The Writers Room cultivates a community of wordsmiths in Doylestown, Pa.

By: Amy Brummer
   Some say you can never go home again. Times change, people move on, and the realities of today rarely live up to the nostalgia of youth.
   For Doylestown, Pa., native Foster Winans, returning home not only lived up to his expectations, it gave him the opportunity to add to the town’s famed arts legacy. In 1999, Mr. Winans founded The Writers Room in the same locale where he started his own writing career.
   Mr. Winans, author of the 1986 memoir Trading Secrets (St. Martin’s Press), began developing his journalistic instincts during his school days, moving on to reporting jobs that started with the Doylestown Intelligencer and took him around the country before landing him at The Wall Street Journal.

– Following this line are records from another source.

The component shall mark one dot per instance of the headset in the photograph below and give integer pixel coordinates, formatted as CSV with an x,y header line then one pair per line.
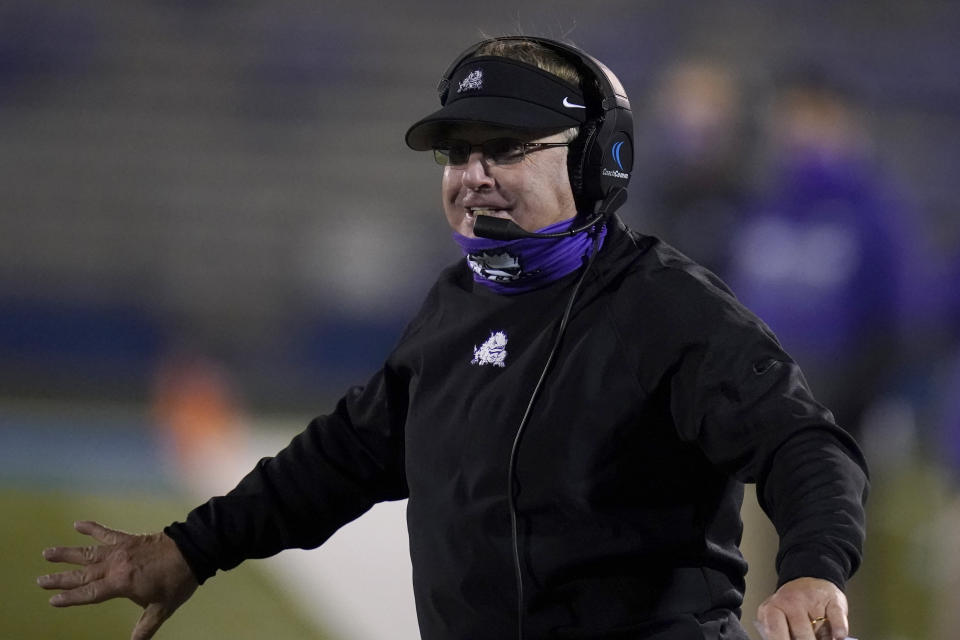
x,y
599,163
600,160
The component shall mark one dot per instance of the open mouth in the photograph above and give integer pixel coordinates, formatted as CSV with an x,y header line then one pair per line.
x,y
473,212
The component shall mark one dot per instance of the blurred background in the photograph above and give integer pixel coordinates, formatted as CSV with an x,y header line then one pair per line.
x,y
210,226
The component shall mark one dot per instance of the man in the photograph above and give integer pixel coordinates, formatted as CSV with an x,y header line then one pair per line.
x,y
571,416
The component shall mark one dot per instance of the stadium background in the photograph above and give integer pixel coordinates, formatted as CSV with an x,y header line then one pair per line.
x,y
210,226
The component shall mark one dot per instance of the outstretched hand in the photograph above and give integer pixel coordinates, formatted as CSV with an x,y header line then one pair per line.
x,y
148,569
804,609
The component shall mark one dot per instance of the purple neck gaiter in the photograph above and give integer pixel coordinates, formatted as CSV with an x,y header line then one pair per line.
x,y
518,266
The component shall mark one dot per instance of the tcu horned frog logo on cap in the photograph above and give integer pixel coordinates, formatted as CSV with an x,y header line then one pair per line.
x,y
474,80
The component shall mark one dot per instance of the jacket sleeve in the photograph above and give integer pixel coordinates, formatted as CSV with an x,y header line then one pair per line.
x,y
328,475
747,405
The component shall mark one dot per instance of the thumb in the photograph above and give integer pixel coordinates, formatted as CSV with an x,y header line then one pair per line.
x,y
150,620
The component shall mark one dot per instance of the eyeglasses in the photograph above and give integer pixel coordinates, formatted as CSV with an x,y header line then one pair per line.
x,y
498,151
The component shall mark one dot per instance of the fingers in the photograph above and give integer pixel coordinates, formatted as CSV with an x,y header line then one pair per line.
x,y
71,579
99,532
837,619
772,624
150,620
75,555
90,593
800,626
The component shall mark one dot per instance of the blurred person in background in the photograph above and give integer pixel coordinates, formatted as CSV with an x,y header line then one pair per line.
x,y
821,255
694,184
581,475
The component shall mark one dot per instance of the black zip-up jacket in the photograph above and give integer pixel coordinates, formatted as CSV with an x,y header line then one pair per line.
x,y
666,395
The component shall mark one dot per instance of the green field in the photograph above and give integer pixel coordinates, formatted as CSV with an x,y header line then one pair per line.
x,y
241,604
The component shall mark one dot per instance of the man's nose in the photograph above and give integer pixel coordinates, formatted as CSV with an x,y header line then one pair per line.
x,y
476,173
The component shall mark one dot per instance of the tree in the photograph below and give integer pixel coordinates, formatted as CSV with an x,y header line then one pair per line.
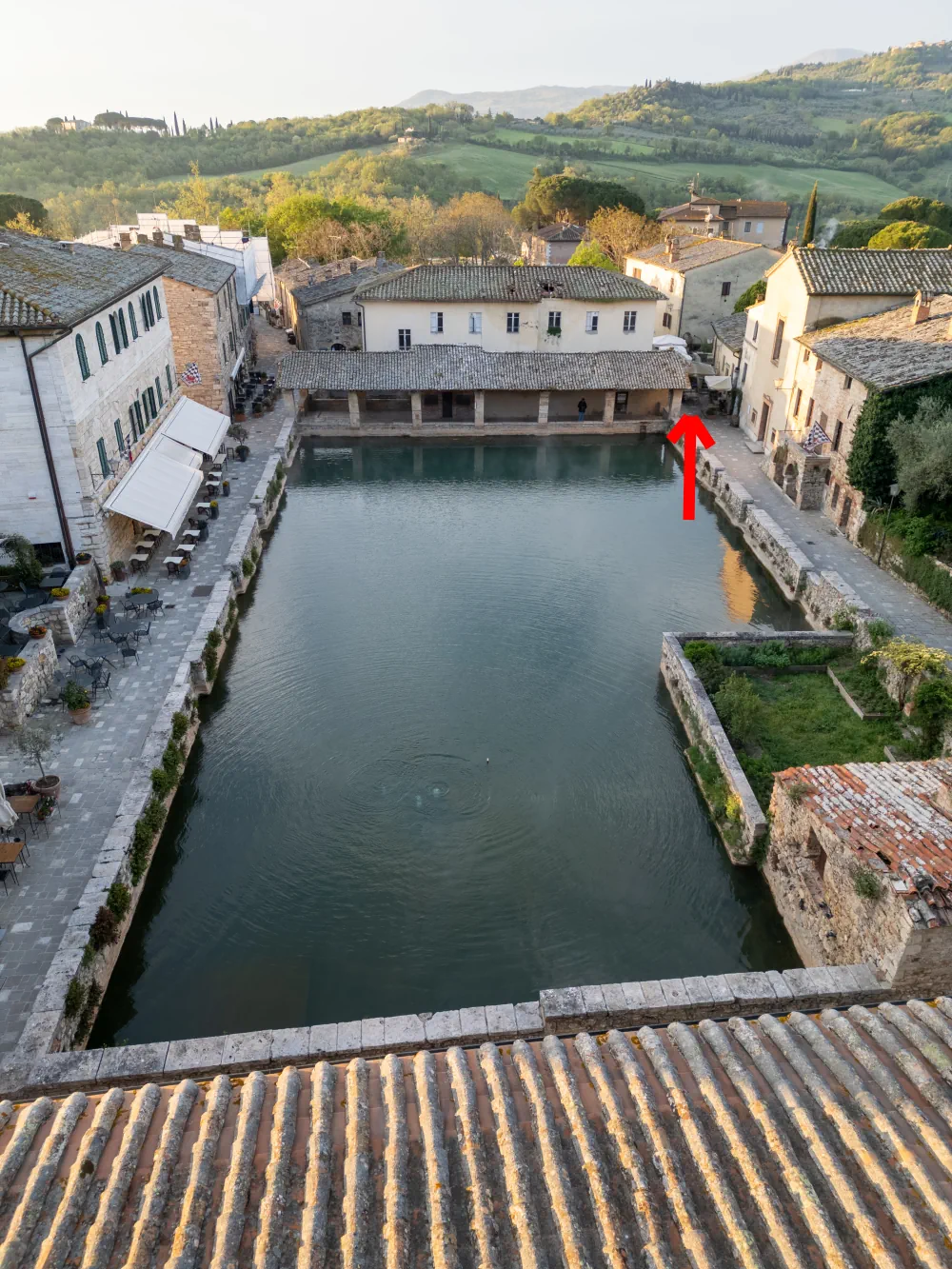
x,y
810,222
910,235
923,449
756,292
620,231
590,254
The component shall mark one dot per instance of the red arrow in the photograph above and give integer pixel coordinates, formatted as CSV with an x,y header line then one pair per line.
x,y
693,430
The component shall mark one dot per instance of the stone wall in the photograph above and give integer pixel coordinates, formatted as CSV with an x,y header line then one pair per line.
x,y
27,686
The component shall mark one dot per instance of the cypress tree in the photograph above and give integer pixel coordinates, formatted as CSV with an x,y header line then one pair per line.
x,y
810,222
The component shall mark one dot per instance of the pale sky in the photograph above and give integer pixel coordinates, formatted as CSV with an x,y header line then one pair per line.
x,y
250,60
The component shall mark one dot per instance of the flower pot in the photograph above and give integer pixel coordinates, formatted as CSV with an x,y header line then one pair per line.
x,y
48,785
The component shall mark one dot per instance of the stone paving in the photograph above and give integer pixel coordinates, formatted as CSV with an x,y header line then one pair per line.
x,y
822,541
94,762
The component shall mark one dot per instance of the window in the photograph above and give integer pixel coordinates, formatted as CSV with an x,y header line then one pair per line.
x,y
777,340
82,357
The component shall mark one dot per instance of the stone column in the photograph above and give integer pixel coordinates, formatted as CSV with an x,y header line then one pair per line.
x,y
608,412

   It turned out to be a journey of self-discovery for Mr. Winans. After riding a wave of successes and pitfalls, he felt ready to return to the bucolic charm of Bucks County.
   "Community is everything, knowing your neighbors more that just nodding at them at the checkout counter, having resources that you didn’t know were out there, finding them through community," Mr. Winans says. "I grew up here. I am very grateful to be able to come back to my hometown and find it not only the way it was but find it better than the way it was. To come back and find it more prosperous, the cultural activity heightened and growing. The center of gravity growing here in Doylestown is very exciting."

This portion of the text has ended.